'Whitening' the Résumé
December 5, 2009
By MICHAEL LUO
Tahani Tompkins was struggling to get callbacks for job interviews in
the Chicago area this year when a friend made a suggestion: Change
your name. Instead of Tahani, a distinctively
African-American-sounding name, she began going by T. S. Tompkins in
applications.
Yvonne Orr, also searching for work in Chicago, removed her bachelor's
degree from Hampton University, a historically black college, leaving
just her master's degree from Spertus Institute, a Jewish school. She
also deleted a position she once held at an African-American nonprofit
organization and rearranged her references so the first people listed
were not black.
The dueling forces of assimilation and diversity have long battled for
primacy in the American experience, most acutely among
African-Americans. It's not clear that assimilation has gained an edge
here in the waning days of the decade, but the women's behavior —
"whitening" the résumé — is certainly not isolated. Ms. Tompkins and
Ms. Orr were among the more than two dozen college-educated blacks
interviewed for an article about racial disparities in hiring
published last week on the front page of The New York Times. A
half-dozen said they had taken steps to hide their race, or at least
dial back the level of "blackness" signaled in their résumés.
That seemed startling somehow, maybe because of the popular perception
that affirmative action still confers significant advantages to black
job candidates, a perception that is not borne out in studies.
Moreover, statistics show even college-educated blacks suffering
disproportionately in this jobless environment compared with whites,
as that article reported.
But if playing down blackness is a common strategy born of necessity,
perceived or real, it still takes a psychic toll, maybe a greater one
now, as people calibrate identity more carefully.
"I wrestled with it a great deal," said Ms. Orr, who has worked for 15
years in fund-raising for nonprofits. "I wrestled with what kind of
message I was sending to my children in raising them to be very proud
of whom they are."
There have been ebbs and flows, however, in the degree to which
"blackness" has been aggressively celebrated by African-Americans. Ms.
Orr's parents were Black Panthers, part of the black power and black
pride movement that came to the fore in the late 1960s. But even Ms.
Orr's mother, counseling her about her résumé, said, "You don't need
to shout out, 'I'm black.' "
Most of those interviewed described their strategy as a way to
eliminate one more potential obstacle that might keep them from at
least getting the chance to make it to an interview so they could
present their case in person. Experts said that course might be wise.
Research has shown that applicants with black-sounding names get fewer
callbacks than those with white-sounding names, even when they have
equivalent credentials.

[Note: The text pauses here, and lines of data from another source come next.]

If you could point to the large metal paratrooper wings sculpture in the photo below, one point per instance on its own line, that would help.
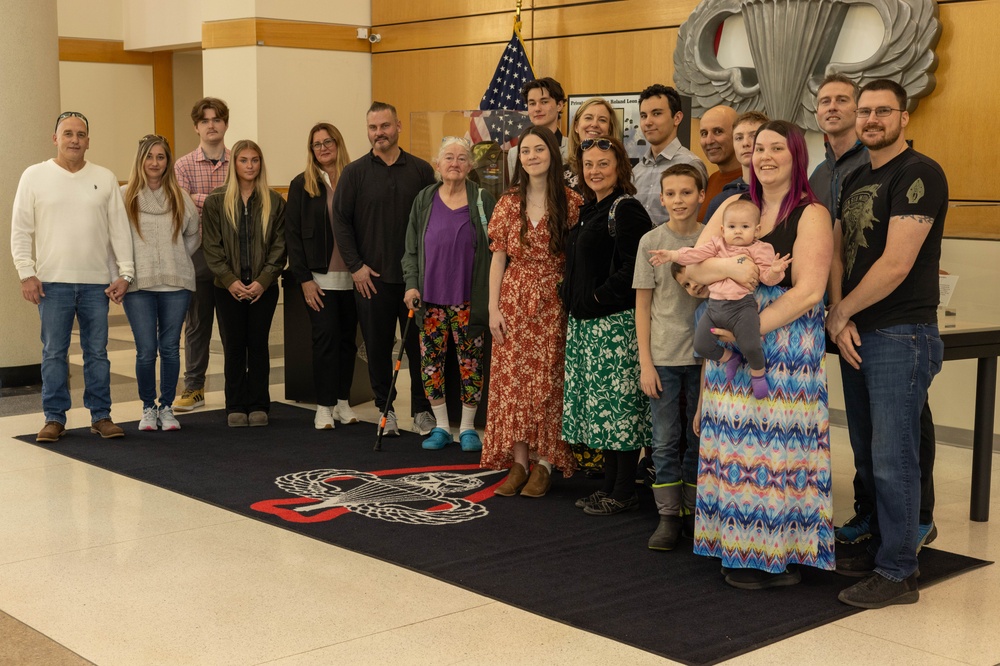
(791, 42)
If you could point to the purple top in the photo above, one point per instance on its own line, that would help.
(448, 255)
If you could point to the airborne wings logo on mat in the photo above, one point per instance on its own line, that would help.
(442, 495)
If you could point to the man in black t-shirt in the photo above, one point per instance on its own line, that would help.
(883, 316)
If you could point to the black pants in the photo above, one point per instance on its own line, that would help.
(244, 328)
(865, 504)
(334, 350)
(378, 317)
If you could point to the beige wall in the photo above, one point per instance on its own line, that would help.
(188, 85)
(118, 102)
(90, 19)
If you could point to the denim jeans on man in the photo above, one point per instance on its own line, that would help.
(668, 424)
(156, 318)
(89, 305)
(883, 401)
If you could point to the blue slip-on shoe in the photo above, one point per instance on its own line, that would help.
(439, 438)
(854, 530)
(927, 533)
(469, 439)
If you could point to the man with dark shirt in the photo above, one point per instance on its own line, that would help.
(371, 208)
(836, 107)
(883, 316)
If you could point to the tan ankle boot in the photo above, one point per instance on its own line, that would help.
(516, 478)
(538, 483)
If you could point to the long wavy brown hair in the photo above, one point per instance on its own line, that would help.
(137, 182)
(556, 205)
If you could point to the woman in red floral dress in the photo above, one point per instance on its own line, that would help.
(527, 319)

Affirmative action programs in the private
sector have largely receded since the early 1980s, replaced by a
variety of diversity efforts rarely shown to be effective in raising
minority representation.
"The average organization either doesn't have diversity programs, or
has the type that is not effective and can even lead to backlash,"

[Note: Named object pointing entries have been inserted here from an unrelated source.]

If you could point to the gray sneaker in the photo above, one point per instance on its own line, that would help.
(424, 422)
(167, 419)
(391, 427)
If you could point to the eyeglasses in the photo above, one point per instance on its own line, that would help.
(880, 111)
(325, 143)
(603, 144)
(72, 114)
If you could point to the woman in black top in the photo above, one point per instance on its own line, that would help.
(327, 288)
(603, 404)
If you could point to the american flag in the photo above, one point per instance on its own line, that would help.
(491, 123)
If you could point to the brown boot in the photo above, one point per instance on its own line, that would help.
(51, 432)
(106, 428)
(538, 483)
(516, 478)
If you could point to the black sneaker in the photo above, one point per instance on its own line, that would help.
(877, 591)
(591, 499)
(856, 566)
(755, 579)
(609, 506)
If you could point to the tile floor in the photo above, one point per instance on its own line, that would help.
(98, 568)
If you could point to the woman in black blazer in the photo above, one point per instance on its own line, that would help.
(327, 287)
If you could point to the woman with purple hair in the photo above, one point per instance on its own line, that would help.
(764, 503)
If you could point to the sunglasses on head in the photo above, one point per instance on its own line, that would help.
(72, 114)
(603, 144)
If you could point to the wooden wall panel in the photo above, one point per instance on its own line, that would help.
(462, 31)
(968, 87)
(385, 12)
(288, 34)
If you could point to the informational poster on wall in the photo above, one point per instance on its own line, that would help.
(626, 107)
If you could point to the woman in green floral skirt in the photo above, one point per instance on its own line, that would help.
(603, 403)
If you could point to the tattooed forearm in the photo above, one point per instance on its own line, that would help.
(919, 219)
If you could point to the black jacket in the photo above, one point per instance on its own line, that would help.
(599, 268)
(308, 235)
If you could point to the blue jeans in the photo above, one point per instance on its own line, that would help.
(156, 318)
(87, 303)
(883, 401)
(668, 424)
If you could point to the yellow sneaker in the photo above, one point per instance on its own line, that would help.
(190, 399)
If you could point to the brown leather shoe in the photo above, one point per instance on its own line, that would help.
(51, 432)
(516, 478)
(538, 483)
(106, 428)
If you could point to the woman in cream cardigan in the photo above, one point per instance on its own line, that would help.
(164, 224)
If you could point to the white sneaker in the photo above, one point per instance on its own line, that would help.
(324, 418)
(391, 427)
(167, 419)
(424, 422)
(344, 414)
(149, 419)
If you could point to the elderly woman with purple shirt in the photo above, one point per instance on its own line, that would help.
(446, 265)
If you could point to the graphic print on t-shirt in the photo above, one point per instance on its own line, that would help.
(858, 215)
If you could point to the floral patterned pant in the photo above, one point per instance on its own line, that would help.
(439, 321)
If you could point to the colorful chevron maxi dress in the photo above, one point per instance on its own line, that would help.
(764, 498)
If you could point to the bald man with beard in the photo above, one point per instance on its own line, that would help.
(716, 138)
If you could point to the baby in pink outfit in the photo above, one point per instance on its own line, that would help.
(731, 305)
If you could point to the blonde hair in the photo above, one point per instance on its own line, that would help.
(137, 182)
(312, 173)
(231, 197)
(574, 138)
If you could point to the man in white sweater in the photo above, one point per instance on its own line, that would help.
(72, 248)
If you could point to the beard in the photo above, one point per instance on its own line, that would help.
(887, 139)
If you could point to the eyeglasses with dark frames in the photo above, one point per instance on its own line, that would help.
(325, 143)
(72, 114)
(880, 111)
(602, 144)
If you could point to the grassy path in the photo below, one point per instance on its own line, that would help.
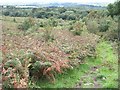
(101, 72)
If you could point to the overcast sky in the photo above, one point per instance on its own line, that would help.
(51, 1)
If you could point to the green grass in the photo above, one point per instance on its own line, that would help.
(106, 74)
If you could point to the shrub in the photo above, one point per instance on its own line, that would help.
(26, 24)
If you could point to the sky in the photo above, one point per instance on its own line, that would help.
(6, 2)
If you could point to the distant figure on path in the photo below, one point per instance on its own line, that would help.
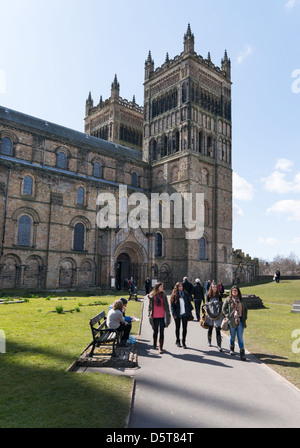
(198, 297)
(235, 309)
(159, 314)
(181, 308)
(213, 308)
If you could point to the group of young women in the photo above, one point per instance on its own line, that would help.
(234, 309)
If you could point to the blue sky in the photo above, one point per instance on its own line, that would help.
(53, 53)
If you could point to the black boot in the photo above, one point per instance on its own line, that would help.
(154, 342)
(219, 339)
(242, 354)
(209, 332)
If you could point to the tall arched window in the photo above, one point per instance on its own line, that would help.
(80, 196)
(203, 249)
(24, 231)
(27, 185)
(6, 146)
(97, 169)
(62, 161)
(79, 237)
(134, 180)
(158, 245)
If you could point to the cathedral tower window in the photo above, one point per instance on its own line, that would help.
(62, 161)
(97, 170)
(24, 231)
(79, 231)
(80, 196)
(28, 186)
(134, 179)
(203, 248)
(6, 146)
(158, 245)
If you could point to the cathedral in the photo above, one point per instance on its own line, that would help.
(52, 179)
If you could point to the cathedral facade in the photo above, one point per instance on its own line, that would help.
(51, 179)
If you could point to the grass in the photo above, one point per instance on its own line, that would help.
(37, 392)
(269, 332)
(35, 389)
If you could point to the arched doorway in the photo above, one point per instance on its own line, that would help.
(122, 270)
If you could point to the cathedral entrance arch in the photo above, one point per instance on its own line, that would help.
(123, 265)
(130, 263)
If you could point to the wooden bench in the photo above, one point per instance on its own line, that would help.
(132, 295)
(103, 335)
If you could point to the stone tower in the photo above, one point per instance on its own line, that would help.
(187, 142)
(115, 119)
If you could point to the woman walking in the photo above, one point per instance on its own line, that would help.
(236, 311)
(159, 314)
(213, 308)
(181, 308)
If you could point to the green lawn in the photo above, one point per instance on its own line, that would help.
(269, 331)
(35, 389)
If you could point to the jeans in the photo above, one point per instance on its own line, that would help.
(238, 331)
(159, 323)
(197, 307)
(178, 320)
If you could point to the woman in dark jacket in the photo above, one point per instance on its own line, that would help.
(180, 308)
(235, 309)
(158, 313)
(198, 297)
(214, 317)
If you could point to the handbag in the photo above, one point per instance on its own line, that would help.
(202, 322)
(225, 324)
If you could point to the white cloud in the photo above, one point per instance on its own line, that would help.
(268, 241)
(284, 164)
(242, 190)
(2, 81)
(237, 212)
(245, 53)
(290, 4)
(288, 207)
(276, 183)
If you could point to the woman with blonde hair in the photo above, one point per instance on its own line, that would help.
(116, 320)
(235, 309)
(213, 308)
(181, 308)
(158, 313)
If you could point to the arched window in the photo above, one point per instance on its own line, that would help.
(203, 249)
(80, 196)
(27, 185)
(134, 180)
(79, 237)
(158, 245)
(24, 231)
(62, 161)
(97, 169)
(6, 146)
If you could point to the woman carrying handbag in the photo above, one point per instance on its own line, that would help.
(214, 316)
(159, 314)
(235, 310)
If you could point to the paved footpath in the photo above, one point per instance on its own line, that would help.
(201, 387)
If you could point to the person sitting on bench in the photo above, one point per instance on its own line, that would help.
(116, 321)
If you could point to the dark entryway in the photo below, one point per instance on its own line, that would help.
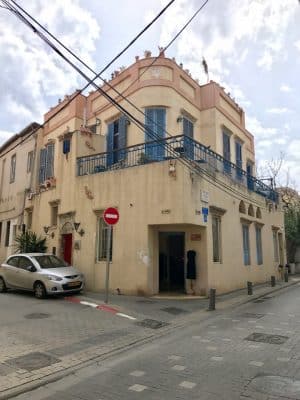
(67, 247)
(171, 261)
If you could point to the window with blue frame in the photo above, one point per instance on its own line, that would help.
(238, 159)
(155, 126)
(246, 244)
(226, 152)
(259, 254)
(46, 169)
(116, 140)
(188, 132)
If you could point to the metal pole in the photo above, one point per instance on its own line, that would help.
(107, 262)
(250, 288)
(212, 300)
(273, 281)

said Alexandra Kalev, a University of Arizona sociologist who has
studied such efforts. "So in the average organization, being black
doesn't help."
Nevertheless, the strategy of hiding race — in particular changing
names — can be soul-piercing. It prompted one African-American reader
of the article to write that he was reminded of the searing scene in
the groundbreaking TV miniseries "Roots" when the runaway slave Kunta
Kinte is whipped until he declares that his name is Toby, the name
given to him by his master.
Black job seekers said the purpose of hiding racial markers extended
beyond simply getting in the door for an interview. It was also part
of making sure they appeared palatable to hiring managers once race
was seen. Activism in black organizations, even majoring in
African-American studies can be signals to employers. Removing such
details is all part of what Ms. Orr described as "calming down on the
blackness."
In "Covering: the Hidden Assault on Our Civil Rights," Kenji Yoshino,
a law professor at New York University, wrote about this phenomenon
not just among blacks but also other minority groups. "My notion of
covering is really about the idea that people can have stigmatized
identities that either they can't or won't hide but nevertheless
experience a huge amount of pressure to downplay those identities," he
said. Mr. Yoshino says that progress in hiring has meant that "the
line originally was between whites and nonwhites, favoring whites; now
it's whites and nonwhites who are willing to act white."
John L. Jackson Jr., a professor of anthropology and communications at
the University of Pennsylvania and author of "Racial Paranoia," said
he wondered about the "existential cost" of this kind of behavior,
even if the adjustments were temporary and seem harmless.
"In some ways, they are denying who and what they are," he said. "They
almost have to pretend themselves away."